What's kickin', chicken?
Long before I wrote books and your favorite newsletter 😊, I wrote for a financial newspaper about Federal Reserve regs and housing prices.
A high point of my career there was a headline I wrote for a story about NACHA (the National Automated Clearing House Association, a US electronic payment regulatory system).
The headline: "NACHA Business." My pun game was strong even then.
The headline. I loved it. The editor did not. (Still salty about it TBH.)
* * *
Eventually I went on to work for the Boston Globe, among other pubs. And while I left journalism a long time ago, writing for newspapers gifted me the biggest lesson of my career. The lesson:
No one is a great writer.
I'm not. You're not. None of us is.
As a journalist, I learned—over time, and over many late-night drafts of my work—that great writing isn't born; it's made.
Great writers make writing look easy-breezy. But that's only because they don't skimp on rewriting. For me, the magic number is 4 drafts, each progressively less awful than the previous one.

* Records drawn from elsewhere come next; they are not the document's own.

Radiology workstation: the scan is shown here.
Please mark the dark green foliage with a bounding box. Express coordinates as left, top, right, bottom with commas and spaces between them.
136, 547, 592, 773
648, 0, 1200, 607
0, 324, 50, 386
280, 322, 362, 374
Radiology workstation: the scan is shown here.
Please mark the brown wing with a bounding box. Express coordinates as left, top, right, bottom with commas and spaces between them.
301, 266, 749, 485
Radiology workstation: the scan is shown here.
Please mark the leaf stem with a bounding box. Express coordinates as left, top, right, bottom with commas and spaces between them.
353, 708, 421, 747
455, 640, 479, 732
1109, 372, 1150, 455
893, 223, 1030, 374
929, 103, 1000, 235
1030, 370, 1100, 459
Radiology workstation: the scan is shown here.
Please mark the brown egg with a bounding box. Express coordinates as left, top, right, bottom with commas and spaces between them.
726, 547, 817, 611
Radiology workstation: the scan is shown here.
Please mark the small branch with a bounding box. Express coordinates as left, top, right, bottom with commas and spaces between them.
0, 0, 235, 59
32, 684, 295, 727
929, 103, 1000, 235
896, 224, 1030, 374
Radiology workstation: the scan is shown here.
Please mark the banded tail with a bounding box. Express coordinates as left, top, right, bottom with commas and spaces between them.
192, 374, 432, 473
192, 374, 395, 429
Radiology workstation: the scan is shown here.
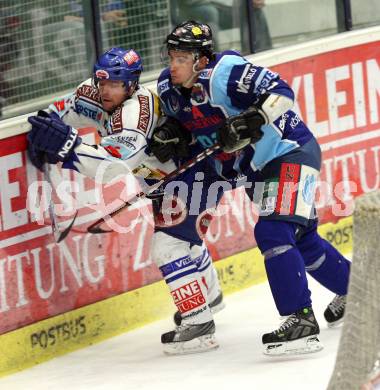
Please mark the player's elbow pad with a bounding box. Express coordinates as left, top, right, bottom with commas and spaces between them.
261, 94, 293, 123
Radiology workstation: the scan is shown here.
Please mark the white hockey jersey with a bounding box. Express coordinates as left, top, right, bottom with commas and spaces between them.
49, 79, 176, 183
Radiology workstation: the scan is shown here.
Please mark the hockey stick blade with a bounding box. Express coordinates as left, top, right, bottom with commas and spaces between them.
87, 142, 221, 234
43, 162, 78, 243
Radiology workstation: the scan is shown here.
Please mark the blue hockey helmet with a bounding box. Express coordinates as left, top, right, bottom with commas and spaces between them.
165, 20, 213, 58
94, 47, 143, 96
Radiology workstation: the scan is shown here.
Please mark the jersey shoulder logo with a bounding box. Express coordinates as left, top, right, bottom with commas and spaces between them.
111, 106, 123, 133
137, 95, 150, 133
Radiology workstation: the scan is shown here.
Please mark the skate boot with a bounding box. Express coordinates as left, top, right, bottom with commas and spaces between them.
161, 320, 219, 355
173, 292, 226, 326
323, 295, 346, 328
262, 307, 323, 356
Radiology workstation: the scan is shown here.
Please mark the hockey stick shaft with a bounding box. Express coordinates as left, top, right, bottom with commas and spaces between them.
87, 142, 221, 234
43, 162, 78, 243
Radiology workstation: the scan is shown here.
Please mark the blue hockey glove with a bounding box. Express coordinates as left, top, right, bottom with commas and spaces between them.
218, 107, 266, 153
27, 115, 82, 161
27, 143, 59, 172
150, 117, 191, 163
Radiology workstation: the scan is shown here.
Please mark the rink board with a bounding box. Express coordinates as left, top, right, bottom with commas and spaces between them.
0, 217, 352, 376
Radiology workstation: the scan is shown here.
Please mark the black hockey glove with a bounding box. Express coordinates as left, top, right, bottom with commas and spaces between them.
218, 107, 267, 153
27, 110, 59, 172
27, 112, 82, 161
150, 117, 191, 163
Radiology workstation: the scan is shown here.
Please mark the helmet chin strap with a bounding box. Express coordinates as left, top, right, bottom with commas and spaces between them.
182, 55, 208, 88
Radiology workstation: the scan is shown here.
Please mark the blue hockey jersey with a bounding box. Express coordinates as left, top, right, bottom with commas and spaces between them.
157, 51, 313, 179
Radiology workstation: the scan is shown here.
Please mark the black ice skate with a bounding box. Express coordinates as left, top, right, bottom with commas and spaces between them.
173, 292, 226, 326
262, 307, 323, 356
161, 321, 219, 355
323, 295, 346, 328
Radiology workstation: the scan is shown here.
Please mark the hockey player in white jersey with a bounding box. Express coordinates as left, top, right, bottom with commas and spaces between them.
28, 48, 224, 354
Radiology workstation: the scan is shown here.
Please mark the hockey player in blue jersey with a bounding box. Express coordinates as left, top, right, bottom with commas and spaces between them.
153, 21, 350, 355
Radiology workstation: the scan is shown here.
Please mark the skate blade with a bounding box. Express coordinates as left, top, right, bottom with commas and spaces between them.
263, 335, 323, 356
210, 301, 226, 314
163, 334, 219, 355
327, 317, 344, 328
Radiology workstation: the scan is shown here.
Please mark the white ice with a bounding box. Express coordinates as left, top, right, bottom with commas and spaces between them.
0, 280, 341, 390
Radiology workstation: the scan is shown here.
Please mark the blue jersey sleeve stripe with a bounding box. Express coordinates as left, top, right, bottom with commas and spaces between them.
210, 55, 246, 116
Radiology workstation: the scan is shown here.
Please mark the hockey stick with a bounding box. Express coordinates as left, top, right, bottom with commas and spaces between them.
43, 161, 78, 243
87, 142, 220, 234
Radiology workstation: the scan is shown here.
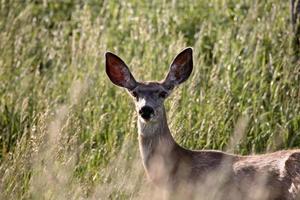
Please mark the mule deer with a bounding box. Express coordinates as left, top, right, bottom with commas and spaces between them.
105, 48, 300, 200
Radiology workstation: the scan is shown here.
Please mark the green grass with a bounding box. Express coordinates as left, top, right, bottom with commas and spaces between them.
0, 0, 300, 199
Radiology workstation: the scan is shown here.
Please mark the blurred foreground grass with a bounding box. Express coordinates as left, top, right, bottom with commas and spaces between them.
0, 0, 300, 199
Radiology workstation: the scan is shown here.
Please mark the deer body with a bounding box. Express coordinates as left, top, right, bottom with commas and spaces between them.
106, 48, 300, 200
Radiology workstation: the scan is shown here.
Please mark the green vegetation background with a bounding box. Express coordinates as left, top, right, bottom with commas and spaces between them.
0, 0, 300, 199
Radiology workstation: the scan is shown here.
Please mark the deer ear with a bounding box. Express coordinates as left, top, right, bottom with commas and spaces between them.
162, 47, 193, 90
105, 52, 137, 90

Writing is editing. (Or: Bad writing? NACHA fault.) (Still stings.)
* * *
"Rewriting" and "editing" sounds about as much fun as recovering from a second Moderna shot.
But nay—nay, friends. It's actually the fun part.
The part where you add the color, the froth, the fun that makes it yours. It's where you work the language, to paraphrase the late, great Maya Angelou. (h/t Bobby Lehew)
* * *
No one is a great writer on the first draft. So work the language.
Send your Covid-flabby content to the gym for a stretch/tone class, then the salon for highlights and a waxing.
What emerges is its best self.
Eliminate selfish sentences.
Make each sentence earn its keep. The life goal for any sentence is to pass the baton to the next sentence—not stop the flow. Ax the blowhard sentences that repeat what's been said, just because they like to hear themselves talk. A selfish sentence is not a team player.
Eliminate selfish words.
This is especially important in copywriting: Delete selfish words that are about the product ("the best on the market") not why the prospect should care. Answer the reader's question: WiiFM—What's in it for me?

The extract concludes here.